It's very short and almost wrote itself. It uses a 'monologue' type of narration, no dialog, just the thoughts inside her head. This is a style I haven't seen here before, I'd be interested to find out if there are others like it.

Your comments would be appreciated
 
There was just something about the writing that caused it to read in a choppy manner. It should have flowed and it would have been better.
 
There was just something about the writing that caused it to read in a choppy manner. It should have flowed and it would have been better.

Sorry you didn't enjoy it. It was deliberately 'choppy' - I was trying to accentuate the urgency of her immediate thoughts and lust with the slower pace of description and recap. Maybe it didn't work too well.

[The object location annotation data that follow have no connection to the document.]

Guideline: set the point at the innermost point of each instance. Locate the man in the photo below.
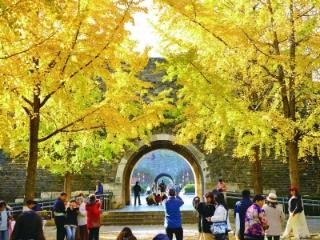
(162, 188)
(5, 216)
(28, 224)
(59, 211)
(256, 222)
(99, 188)
(172, 221)
(30, 206)
(136, 192)
(240, 210)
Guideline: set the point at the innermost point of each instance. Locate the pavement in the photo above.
(190, 231)
(147, 232)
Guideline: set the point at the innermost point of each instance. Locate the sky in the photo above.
(143, 32)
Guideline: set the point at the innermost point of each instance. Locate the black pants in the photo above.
(61, 231)
(273, 237)
(93, 233)
(253, 238)
(176, 231)
(135, 199)
(83, 230)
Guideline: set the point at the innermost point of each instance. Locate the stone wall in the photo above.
(13, 174)
(237, 172)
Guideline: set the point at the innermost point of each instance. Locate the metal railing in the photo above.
(47, 205)
(311, 207)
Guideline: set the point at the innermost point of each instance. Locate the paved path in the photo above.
(148, 232)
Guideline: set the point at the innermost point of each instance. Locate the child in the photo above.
(71, 220)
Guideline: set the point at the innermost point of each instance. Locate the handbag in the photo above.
(218, 228)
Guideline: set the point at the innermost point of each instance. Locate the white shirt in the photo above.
(4, 220)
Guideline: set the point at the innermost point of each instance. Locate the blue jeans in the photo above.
(71, 232)
(4, 235)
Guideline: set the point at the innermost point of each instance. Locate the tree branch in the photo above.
(62, 129)
(29, 48)
(84, 129)
(27, 111)
(62, 84)
(202, 26)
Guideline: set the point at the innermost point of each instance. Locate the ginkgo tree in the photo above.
(249, 67)
(68, 66)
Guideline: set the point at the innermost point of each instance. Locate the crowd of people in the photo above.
(79, 218)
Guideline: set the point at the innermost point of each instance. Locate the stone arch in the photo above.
(192, 155)
(163, 175)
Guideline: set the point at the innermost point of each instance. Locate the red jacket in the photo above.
(93, 214)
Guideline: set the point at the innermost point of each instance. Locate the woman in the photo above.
(82, 217)
(93, 217)
(126, 234)
(255, 221)
(71, 220)
(297, 223)
(205, 209)
(221, 215)
(275, 217)
(5, 218)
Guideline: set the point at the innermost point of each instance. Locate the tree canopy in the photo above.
(247, 70)
(66, 67)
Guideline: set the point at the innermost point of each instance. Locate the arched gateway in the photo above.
(195, 158)
(163, 175)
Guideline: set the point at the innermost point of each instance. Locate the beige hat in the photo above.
(272, 197)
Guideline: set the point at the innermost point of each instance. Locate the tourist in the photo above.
(275, 217)
(126, 234)
(255, 221)
(161, 236)
(221, 215)
(28, 224)
(59, 211)
(240, 210)
(173, 223)
(205, 209)
(93, 208)
(158, 199)
(150, 199)
(177, 188)
(136, 193)
(5, 217)
(154, 188)
(71, 220)
(82, 217)
(162, 188)
(99, 188)
(297, 223)
(221, 187)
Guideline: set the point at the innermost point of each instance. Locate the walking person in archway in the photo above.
(162, 188)
(275, 217)
(297, 223)
(93, 208)
(173, 223)
(205, 209)
(240, 210)
(59, 209)
(137, 192)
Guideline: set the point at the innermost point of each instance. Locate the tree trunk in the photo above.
(257, 172)
(68, 184)
(34, 122)
(293, 163)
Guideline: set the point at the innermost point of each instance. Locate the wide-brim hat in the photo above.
(272, 197)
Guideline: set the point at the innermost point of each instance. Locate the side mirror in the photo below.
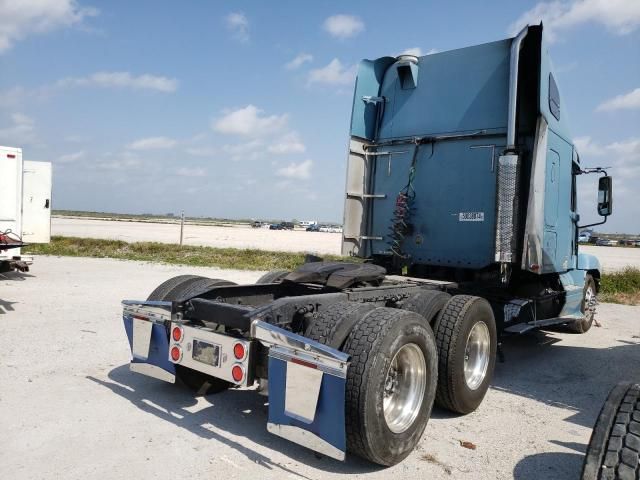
(605, 200)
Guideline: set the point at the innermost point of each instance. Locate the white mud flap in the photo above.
(148, 339)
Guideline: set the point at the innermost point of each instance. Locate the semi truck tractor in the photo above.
(460, 229)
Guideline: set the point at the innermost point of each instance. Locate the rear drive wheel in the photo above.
(467, 341)
(332, 325)
(588, 307)
(174, 289)
(614, 448)
(274, 276)
(391, 384)
(427, 303)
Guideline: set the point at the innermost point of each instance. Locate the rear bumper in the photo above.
(306, 379)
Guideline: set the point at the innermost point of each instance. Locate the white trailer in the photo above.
(25, 207)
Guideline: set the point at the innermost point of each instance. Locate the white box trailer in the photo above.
(25, 207)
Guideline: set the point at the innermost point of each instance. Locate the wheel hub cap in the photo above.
(476, 355)
(404, 388)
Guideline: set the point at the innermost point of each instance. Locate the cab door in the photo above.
(36, 202)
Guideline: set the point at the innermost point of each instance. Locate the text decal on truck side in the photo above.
(471, 217)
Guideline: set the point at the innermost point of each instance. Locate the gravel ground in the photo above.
(70, 408)
(611, 258)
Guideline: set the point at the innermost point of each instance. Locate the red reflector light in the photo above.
(237, 373)
(176, 354)
(176, 333)
(239, 351)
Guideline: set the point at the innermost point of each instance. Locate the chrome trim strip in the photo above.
(157, 312)
(271, 335)
(141, 338)
(302, 391)
(306, 439)
(152, 371)
(534, 225)
(337, 369)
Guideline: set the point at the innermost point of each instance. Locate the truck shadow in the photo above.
(549, 466)
(15, 276)
(239, 413)
(540, 366)
(6, 306)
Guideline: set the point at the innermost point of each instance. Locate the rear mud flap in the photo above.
(149, 349)
(306, 405)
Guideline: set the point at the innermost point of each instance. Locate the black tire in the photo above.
(614, 447)
(583, 325)
(428, 303)
(372, 344)
(174, 289)
(452, 329)
(274, 276)
(333, 324)
(163, 291)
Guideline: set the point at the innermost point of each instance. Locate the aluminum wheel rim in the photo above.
(404, 387)
(476, 355)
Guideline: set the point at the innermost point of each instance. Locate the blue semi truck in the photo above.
(461, 221)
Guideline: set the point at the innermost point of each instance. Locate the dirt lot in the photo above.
(612, 258)
(70, 408)
(232, 236)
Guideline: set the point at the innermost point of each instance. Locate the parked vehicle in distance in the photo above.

Ah well, it's all a learning process.
 
very hot, but so disappointing so short, barely enough time to get half hard, but still a 4 on my 1-5 peter meter.

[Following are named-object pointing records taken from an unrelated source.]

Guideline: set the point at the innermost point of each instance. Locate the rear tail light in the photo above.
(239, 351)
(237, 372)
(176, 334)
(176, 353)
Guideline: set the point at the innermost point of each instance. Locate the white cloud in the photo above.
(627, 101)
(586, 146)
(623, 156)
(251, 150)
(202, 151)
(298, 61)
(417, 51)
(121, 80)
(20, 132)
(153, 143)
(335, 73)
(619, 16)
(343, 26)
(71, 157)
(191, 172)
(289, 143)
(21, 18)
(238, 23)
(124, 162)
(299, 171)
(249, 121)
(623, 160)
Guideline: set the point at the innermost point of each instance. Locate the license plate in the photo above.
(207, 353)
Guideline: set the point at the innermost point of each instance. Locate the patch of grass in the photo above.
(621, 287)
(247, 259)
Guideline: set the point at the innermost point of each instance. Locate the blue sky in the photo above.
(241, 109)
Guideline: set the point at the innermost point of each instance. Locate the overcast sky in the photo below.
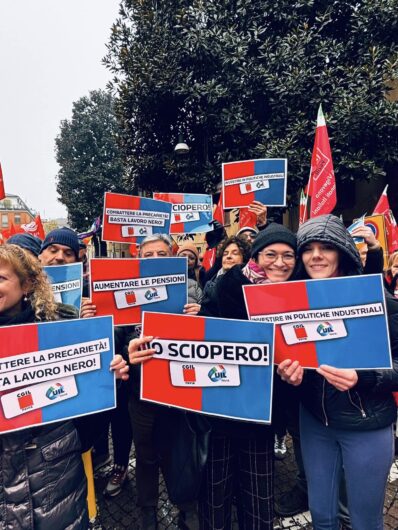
(50, 56)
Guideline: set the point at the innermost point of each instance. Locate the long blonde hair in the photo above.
(33, 278)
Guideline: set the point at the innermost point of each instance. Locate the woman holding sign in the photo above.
(242, 452)
(346, 415)
(42, 482)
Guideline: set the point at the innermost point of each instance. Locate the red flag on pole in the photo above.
(322, 182)
(383, 208)
(2, 192)
(247, 218)
(303, 212)
(34, 228)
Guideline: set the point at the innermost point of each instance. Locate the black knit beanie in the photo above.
(26, 241)
(62, 236)
(274, 233)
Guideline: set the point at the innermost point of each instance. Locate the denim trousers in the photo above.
(366, 458)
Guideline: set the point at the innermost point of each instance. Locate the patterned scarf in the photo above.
(254, 273)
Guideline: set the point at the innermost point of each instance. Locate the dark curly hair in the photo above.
(243, 246)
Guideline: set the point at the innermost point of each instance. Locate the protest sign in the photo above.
(129, 219)
(261, 180)
(53, 371)
(338, 321)
(125, 287)
(67, 283)
(210, 365)
(191, 213)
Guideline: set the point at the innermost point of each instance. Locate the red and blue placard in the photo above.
(261, 180)
(210, 365)
(341, 322)
(129, 219)
(54, 371)
(125, 287)
(191, 212)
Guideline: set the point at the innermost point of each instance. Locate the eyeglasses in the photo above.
(288, 257)
(156, 254)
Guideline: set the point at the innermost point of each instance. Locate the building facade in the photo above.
(13, 211)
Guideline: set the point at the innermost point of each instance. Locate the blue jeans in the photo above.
(366, 457)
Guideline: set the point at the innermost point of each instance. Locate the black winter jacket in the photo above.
(42, 481)
(227, 301)
(369, 404)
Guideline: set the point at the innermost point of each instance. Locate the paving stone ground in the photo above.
(121, 512)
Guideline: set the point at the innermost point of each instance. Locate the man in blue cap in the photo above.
(60, 247)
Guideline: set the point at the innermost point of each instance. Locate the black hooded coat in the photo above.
(369, 404)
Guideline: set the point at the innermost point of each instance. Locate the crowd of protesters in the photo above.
(340, 420)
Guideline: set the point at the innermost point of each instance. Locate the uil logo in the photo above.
(217, 373)
(324, 329)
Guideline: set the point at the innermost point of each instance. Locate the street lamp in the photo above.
(181, 148)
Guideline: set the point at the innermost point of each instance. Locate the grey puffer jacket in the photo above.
(42, 481)
(369, 404)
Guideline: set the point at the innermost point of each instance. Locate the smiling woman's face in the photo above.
(277, 261)
(321, 260)
(231, 256)
(11, 292)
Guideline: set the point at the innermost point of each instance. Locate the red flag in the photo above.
(383, 208)
(34, 228)
(247, 218)
(303, 212)
(322, 183)
(2, 192)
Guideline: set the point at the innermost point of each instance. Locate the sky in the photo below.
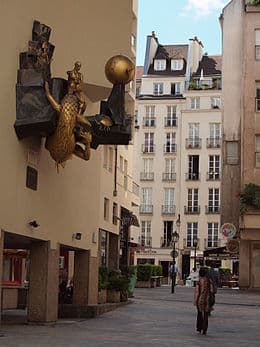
(176, 21)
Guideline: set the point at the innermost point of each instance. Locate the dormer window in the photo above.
(176, 64)
(160, 64)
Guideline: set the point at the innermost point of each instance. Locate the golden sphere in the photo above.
(120, 70)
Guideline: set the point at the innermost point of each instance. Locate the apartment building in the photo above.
(241, 127)
(178, 153)
(69, 222)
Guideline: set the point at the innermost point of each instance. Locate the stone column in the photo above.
(1, 267)
(44, 283)
(85, 280)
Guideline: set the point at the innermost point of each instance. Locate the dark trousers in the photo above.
(202, 321)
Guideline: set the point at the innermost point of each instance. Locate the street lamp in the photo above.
(195, 244)
(175, 239)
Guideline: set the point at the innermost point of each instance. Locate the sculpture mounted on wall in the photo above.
(54, 107)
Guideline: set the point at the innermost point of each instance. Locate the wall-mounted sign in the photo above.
(228, 230)
(233, 246)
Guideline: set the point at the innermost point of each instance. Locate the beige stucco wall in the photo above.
(68, 201)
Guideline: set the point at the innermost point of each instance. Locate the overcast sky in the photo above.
(175, 21)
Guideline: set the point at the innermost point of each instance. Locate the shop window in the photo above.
(12, 270)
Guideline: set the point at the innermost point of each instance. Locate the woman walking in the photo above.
(201, 300)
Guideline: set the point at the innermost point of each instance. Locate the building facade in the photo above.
(69, 223)
(178, 153)
(240, 37)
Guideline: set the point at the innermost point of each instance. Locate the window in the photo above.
(149, 119)
(232, 153)
(175, 88)
(171, 119)
(214, 167)
(214, 134)
(110, 161)
(167, 233)
(12, 269)
(194, 140)
(193, 173)
(195, 103)
(213, 203)
(149, 142)
(146, 240)
(215, 102)
(103, 247)
(176, 64)
(258, 96)
(257, 44)
(115, 213)
(106, 209)
(170, 146)
(158, 88)
(168, 206)
(160, 64)
(212, 235)
(193, 200)
(192, 233)
(133, 40)
(257, 150)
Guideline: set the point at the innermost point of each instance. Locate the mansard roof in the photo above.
(211, 65)
(169, 52)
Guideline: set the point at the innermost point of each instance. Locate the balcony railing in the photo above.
(213, 175)
(169, 176)
(212, 242)
(146, 176)
(145, 241)
(192, 209)
(192, 176)
(166, 243)
(146, 209)
(171, 148)
(188, 243)
(149, 122)
(170, 122)
(213, 142)
(193, 143)
(168, 209)
(212, 209)
(148, 148)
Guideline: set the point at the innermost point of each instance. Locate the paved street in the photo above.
(154, 318)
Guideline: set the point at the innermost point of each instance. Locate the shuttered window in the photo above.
(257, 44)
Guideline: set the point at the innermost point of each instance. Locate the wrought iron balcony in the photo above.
(192, 209)
(213, 175)
(146, 209)
(192, 176)
(170, 148)
(149, 122)
(168, 209)
(193, 142)
(169, 176)
(149, 148)
(212, 209)
(212, 242)
(146, 176)
(166, 243)
(170, 122)
(145, 241)
(188, 243)
(213, 142)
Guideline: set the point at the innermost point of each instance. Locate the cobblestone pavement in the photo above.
(155, 317)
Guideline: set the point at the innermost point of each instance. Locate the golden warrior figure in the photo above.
(73, 129)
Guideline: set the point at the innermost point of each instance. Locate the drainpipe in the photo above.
(115, 173)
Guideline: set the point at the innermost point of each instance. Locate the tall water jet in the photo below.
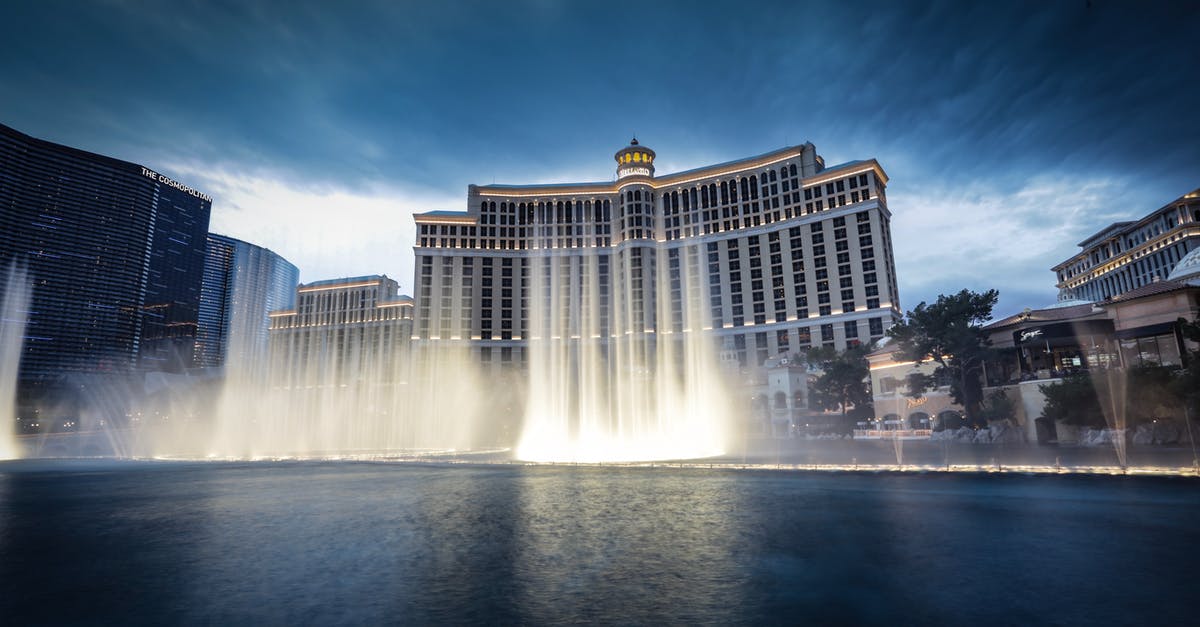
(13, 316)
(1113, 392)
(635, 377)
(341, 380)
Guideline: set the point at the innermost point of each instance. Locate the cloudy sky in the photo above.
(1011, 130)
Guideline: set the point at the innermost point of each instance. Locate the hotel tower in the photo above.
(766, 256)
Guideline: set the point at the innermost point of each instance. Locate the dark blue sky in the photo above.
(1011, 130)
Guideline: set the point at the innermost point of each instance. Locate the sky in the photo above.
(1011, 131)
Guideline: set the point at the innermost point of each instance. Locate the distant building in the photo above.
(895, 412)
(342, 332)
(243, 285)
(115, 252)
(1129, 255)
(1039, 346)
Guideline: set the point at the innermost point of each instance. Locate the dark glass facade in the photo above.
(115, 252)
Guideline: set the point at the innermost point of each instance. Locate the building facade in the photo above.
(115, 255)
(1129, 255)
(243, 285)
(342, 332)
(767, 255)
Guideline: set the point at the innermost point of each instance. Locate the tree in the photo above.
(844, 381)
(951, 333)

The writing however is too choppy. Don't get me wrong, I like the switching back and forth from the normalcy of the pub to the intensity of those damn fingers. But! You did not watch your tenses closely enough you are all over the place form past to past perfect to present. Also, the contrast would have been heightened if you had thrown in a little table banter and dart game going on n the corner and some banal conversation, a bit more contrasting normalcy adding to reality. Think about it. Could i really get you to orgasm so easily and quickly (about 2 minutes) with jut a bit of rubbing. More excitement needs to be added to the danger of being caught. Maybe while his fingers are in her, someone should ask her opinion on something, or ask her to dance or play darts. Also when your protagonist is talking to herself, it would read better I think if you would put her words in quotes. Here's a hint maybe the pub owner should start their way so she thiks she's about to be discovered, but false alarm, or a waiter comes over to take drink orders, something along those lines.
 
very hot, but so disappointing so short, barely enough time to get half hard, but still a 4 on my 1-5 peter meter.

The writing however is too choppy. Don't get me wrong, I like the switching back and forth from the normalcy of the pub to the intensity of those damn fingers. But! You did not watch your tenses closely enough you are all over the place form past to past perfect to present. Also, the contrast would have been heightened if you had thrown in a little table banter and dart game going on n the corner and some banal conversation, a bit more contrasting normalcy adding to reality. Think about it. Could i really get you to orgasm so easily and quickly (about 2 minutes) with jut a bit of rubbing. More excitement needs to be added to the danger of being caught. Maybe while his fingers are in her, someone should ask her opinion on something, or ask her to dance or play darts. Also when your protagonist is talking to herself, it would read better I think if you would put her words in quotes. Here's a hint maybe the pub owner should start their way so she thiks she's about to be discovered, but false alarm, or a waiter comes over to take drink orders, something along those lines.

Thanks for your suggestions. I will take them on board - I'm still learning this craft!

Regarding tenses, I had intended the italics represent her current, urgent thoughts present tense). She starts to recap on how she got here (past tense) and ultimately catches up to the 'now'.

Maybe I need to look at that again if it isn't working out as intended.

Thanks again for your input. Glad you still liked it!